Day 41 of the "What are you reading, and why?" series.
Today I put together two completely different kinds of writers, as one aspect of American literature these days is to have battered on any barrier between "high" and "low" culture. I know people still do categorize and label--there is "serious fiction" or "literary fiction," and there is "genre fiction," and these things are still organized in bookstores in various ways that keep them apart from each other. But college classrooms put things together, study everything, and have "elevated" certain kinds of writing that were dismissed before. The "comic book" is now the "graphic novel"--or "Graphic Illustration" in Babbitt's--and people are respecting each other's art in new ways that are less hierarchical than when I was growing up.
So I'll tell you that Kim has been reading The Gunslinger, the first in the Dark Tower series by Stephen King, and that Charlie is embarking on Point Omega, the new novel just out in hardcover from Don DeLillo. (Earlier in this blog we heard a bit about Falling Man, a DeLillo novel about the man falling from the dark towers of 9/11..., and the cover pictured here is from Libra, different towers altogether in DeLillo's book about the Kennedy assassination.)

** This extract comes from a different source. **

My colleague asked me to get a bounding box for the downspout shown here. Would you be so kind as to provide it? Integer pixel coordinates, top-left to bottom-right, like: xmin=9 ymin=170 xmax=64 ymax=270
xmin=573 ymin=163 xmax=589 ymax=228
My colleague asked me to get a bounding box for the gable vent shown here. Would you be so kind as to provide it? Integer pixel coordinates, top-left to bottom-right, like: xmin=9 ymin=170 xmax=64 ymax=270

A guy who runs a business down the street came in for another stack of the books he likes to read and was saying the last book in the Dark Tower series was a huge disappointment, and made him feel he had wasted his time reading everything building up to it. But the series was recommended to Kim by Bob, who said the last book made the whole reading adventure worth it, and to definitely start at the beginning! The link above is to a revised edition of The Gunslinger, as King was writing other works simultaneously (the way we read books simultaneously, or the way painters works on numerous paintings simultaneously, etc.) and realized by the end that the beginning needed some adjustment. So Kim might want to figure out which edition she has, and perhaps that's why the guy from down the street was so disappointed. He read the original work, and things didn't add up?!
I'm pretty sure the only thing I've read by Stephen King is On Writing, and, to my mind, he was right on about writing.
Don DeLillo is a writer I've not yet read. I have read excerpts and essays by him, but not a whole novel. I almost took home White Noise the other day, but instead got The Wishbones by Tom Perotta. I'm pretty sure this is "dick lit."